Still working full-time at 61 and have boomerangs for grown up children - quick, easy dinners:

  1. At weekends make a mega spag bol, chilli or casserole. One portion for Saturday- two portions for 4 in the freezer. That provides one or two weekday meals on a rotational basis.
  1. Microwave rice, frozen mash, frozen chips and cous cous are your friend are your friends - along with a tub of Marigold bouillon.
  1. Bags of salad are your friends (bung) - takes 2 minutes to bung in a bowl and add two chopped toms, half a cu and a pepper.

Quick dinners incorporating the above:

Pie, (bought) mash and veg
Chops, cous cous, salad jazzed up with feta and black olives
Spag bol and salad
Chilli and salad
Casserole, rice and veg (can be frozen)
Chicken in bag, new pots, salad, coleslaw
Burgers, buns, chips salad
Those ready prepped chicken breasts you can buy in supermarkets with chips and veg
Shop bought fish pie
Shop bough lasagne - put it in a China dish and jazz up with sliced toms and extra cheddar on top
Gammon, egg and chips
Sausages, beans and mash
Meatballs, good pasta sauce, salad
Salmon steaks, stir fry and noodles

Most importantly the dog needs a cage and a dog walker.

Happylittlethoughts · 13/11/2021 09:28

Sitting in the bathroom crying .. Reading your post about sitting in the bathroom crying😢 . The demands are different but the feeling is the same. 💞solidarity

CJCJ22 · 10/10/2022 15:14

Totally relatable. I hope your post’s replies make you feel a bit less isolated. I’m not interested in any negative replies this is a real situation for real women who were told all our lives to stay at school be educated get a job only to find ourselves stuck at the sink again like a our mother’s generation catering and slaving for ungrateful families. It’s soul destroying. My eldest has finished college and has always helped, next daughter is 20 and would make a mess in solitary confinement. I foolishly decided to have another child five years after my two daughters and my son causes an unbelievable level of stress in my life at 15. He is rude ungrateful and entitled, who doesn’t lift a finger no matter how much his dad and I sit n him for all his appalling habits.

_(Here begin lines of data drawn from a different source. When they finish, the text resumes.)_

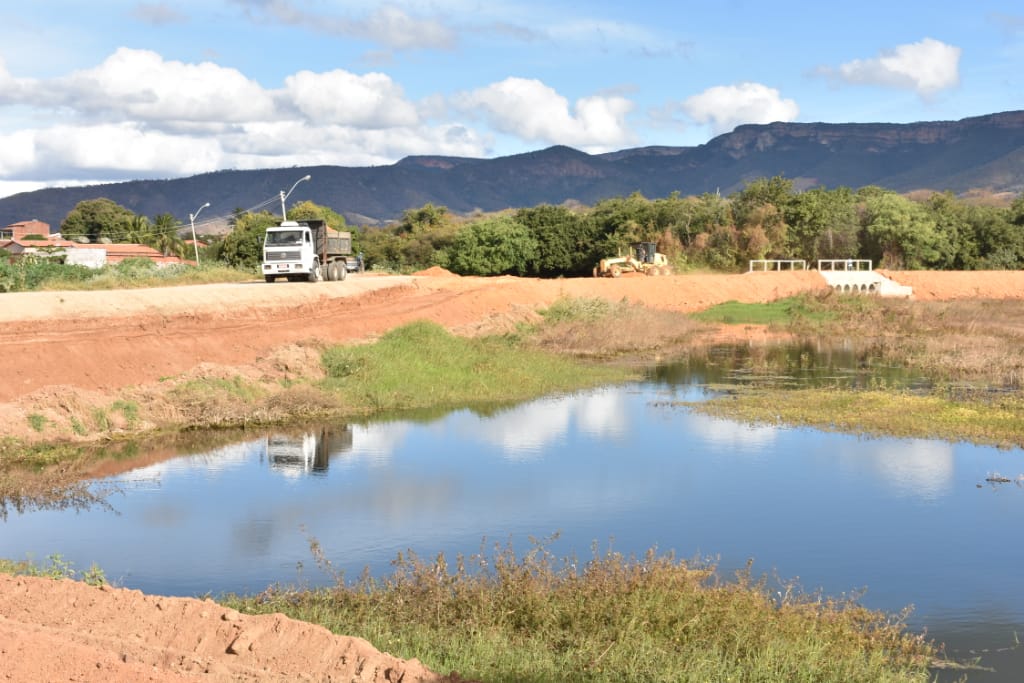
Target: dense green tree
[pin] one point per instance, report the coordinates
(419, 241)
(164, 237)
(565, 243)
(98, 218)
(822, 223)
(425, 219)
(901, 232)
(750, 202)
(243, 247)
(493, 247)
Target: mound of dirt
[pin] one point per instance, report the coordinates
(65, 630)
(435, 271)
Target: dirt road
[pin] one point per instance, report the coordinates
(54, 343)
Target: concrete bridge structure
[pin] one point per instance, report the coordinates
(849, 275)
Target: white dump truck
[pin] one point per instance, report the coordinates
(306, 250)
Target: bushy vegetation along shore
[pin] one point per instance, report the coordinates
(505, 617)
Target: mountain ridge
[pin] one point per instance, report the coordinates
(976, 153)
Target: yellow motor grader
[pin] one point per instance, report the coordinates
(643, 258)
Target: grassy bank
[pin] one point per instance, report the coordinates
(995, 420)
(506, 619)
(969, 349)
(535, 617)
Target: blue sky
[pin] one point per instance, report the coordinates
(124, 89)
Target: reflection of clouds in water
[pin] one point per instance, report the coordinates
(374, 442)
(213, 463)
(728, 434)
(523, 432)
(918, 467)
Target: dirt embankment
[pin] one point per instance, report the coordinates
(61, 347)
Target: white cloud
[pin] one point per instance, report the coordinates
(726, 107)
(136, 115)
(530, 110)
(372, 100)
(140, 84)
(125, 146)
(926, 67)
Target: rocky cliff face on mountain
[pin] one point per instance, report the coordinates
(981, 153)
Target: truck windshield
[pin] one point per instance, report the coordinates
(284, 238)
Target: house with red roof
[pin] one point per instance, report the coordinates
(94, 255)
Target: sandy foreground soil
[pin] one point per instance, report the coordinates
(56, 344)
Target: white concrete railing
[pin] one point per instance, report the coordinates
(777, 264)
(845, 264)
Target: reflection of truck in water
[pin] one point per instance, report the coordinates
(308, 453)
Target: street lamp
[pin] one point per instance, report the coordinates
(284, 196)
(192, 220)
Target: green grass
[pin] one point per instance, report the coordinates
(54, 567)
(421, 365)
(782, 311)
(996, 420)
(37, 422)
(499, 617)
(137, 273)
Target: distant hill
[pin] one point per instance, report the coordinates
(981, 153)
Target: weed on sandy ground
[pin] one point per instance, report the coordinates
(497, 616)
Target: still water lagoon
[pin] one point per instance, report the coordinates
(897, 521)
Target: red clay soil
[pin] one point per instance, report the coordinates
(57, 345)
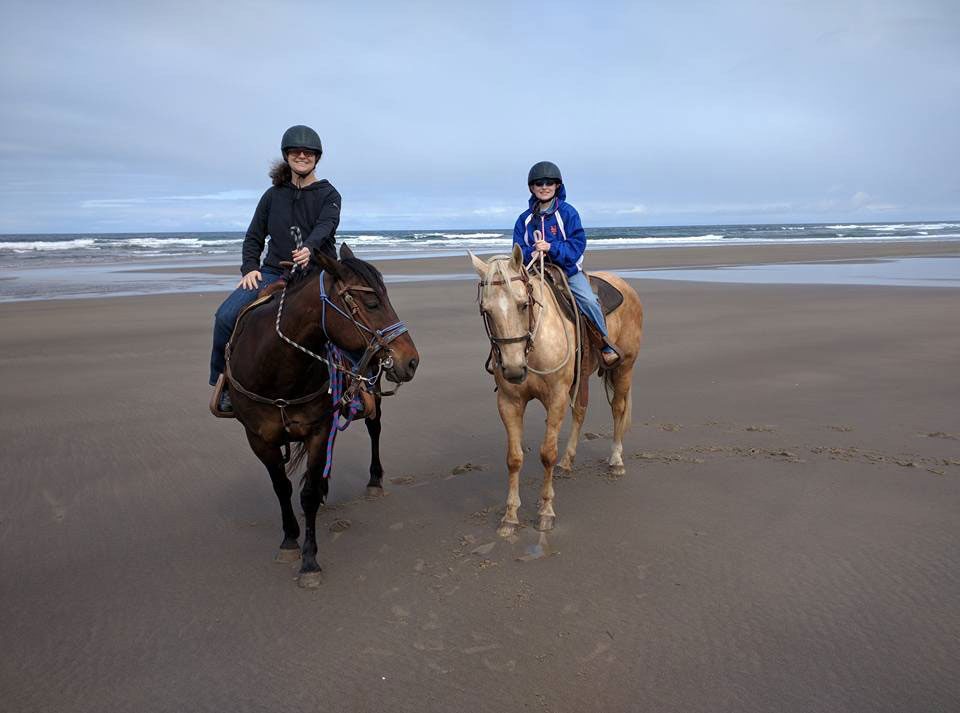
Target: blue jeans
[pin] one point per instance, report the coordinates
(587, 301)
(226, 319)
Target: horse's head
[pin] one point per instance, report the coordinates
(506, 304)
(364, 318)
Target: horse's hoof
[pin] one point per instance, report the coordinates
(309, 580)
(286, 556)
(546, 523)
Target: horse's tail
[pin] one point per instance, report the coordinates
(299, 452)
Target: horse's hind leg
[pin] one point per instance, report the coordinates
(621, 405)
(375, 486)
(271, 456)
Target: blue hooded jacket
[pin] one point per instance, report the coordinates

If I had stopped at two children I would have so much more freedom now it is the third child that is actually caused me to fall of the tipping point at so many times - the level of housework drudge taxiing et cetera it’s just off the scale.

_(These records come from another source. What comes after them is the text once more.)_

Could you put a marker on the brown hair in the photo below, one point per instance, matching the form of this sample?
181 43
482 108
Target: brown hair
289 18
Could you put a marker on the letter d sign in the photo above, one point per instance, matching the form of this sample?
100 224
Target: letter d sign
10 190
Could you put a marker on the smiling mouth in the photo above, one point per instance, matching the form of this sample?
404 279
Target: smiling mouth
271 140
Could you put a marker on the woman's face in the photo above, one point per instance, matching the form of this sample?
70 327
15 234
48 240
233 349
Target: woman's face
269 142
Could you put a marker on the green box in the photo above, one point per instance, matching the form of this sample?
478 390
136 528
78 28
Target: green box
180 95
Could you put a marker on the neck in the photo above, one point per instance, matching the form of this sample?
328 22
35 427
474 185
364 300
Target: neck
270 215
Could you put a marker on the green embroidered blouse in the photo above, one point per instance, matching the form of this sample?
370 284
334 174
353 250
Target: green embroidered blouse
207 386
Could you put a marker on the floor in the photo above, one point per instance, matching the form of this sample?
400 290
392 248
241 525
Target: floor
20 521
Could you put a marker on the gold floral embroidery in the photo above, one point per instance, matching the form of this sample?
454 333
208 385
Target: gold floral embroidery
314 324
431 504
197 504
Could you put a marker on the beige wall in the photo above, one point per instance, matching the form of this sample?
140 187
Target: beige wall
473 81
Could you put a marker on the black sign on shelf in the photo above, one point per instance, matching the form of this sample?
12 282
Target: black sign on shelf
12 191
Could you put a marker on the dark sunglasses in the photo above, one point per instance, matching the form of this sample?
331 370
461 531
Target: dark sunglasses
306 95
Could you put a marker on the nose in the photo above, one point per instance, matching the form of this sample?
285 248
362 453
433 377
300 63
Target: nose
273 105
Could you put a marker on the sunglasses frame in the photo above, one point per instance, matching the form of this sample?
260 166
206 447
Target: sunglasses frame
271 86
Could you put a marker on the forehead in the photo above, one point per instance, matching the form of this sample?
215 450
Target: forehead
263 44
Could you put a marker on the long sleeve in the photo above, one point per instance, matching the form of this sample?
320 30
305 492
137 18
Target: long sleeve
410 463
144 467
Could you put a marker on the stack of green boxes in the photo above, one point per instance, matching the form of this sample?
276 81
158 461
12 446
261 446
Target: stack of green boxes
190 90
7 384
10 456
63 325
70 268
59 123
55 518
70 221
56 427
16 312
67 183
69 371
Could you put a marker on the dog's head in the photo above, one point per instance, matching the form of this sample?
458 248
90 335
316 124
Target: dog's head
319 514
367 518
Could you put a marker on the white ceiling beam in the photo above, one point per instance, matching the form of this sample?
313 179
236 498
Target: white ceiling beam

Utterly relentless and joyless. Marriage is an absolute cod, a social construct that entraps women and benefits men. 100% if I were to live my life over I would not do it. I have 2 degrees and a postgrad but I’ve always struggled to manage work with family so became self-employed for most of my life which meant I worked 15 hour days instead of eight. My husband had two years college education minimal standards and his career completely escalated because of the support structure at home that I provided. Decades of unpaid domestic labour honestly it would make you lose the will to live.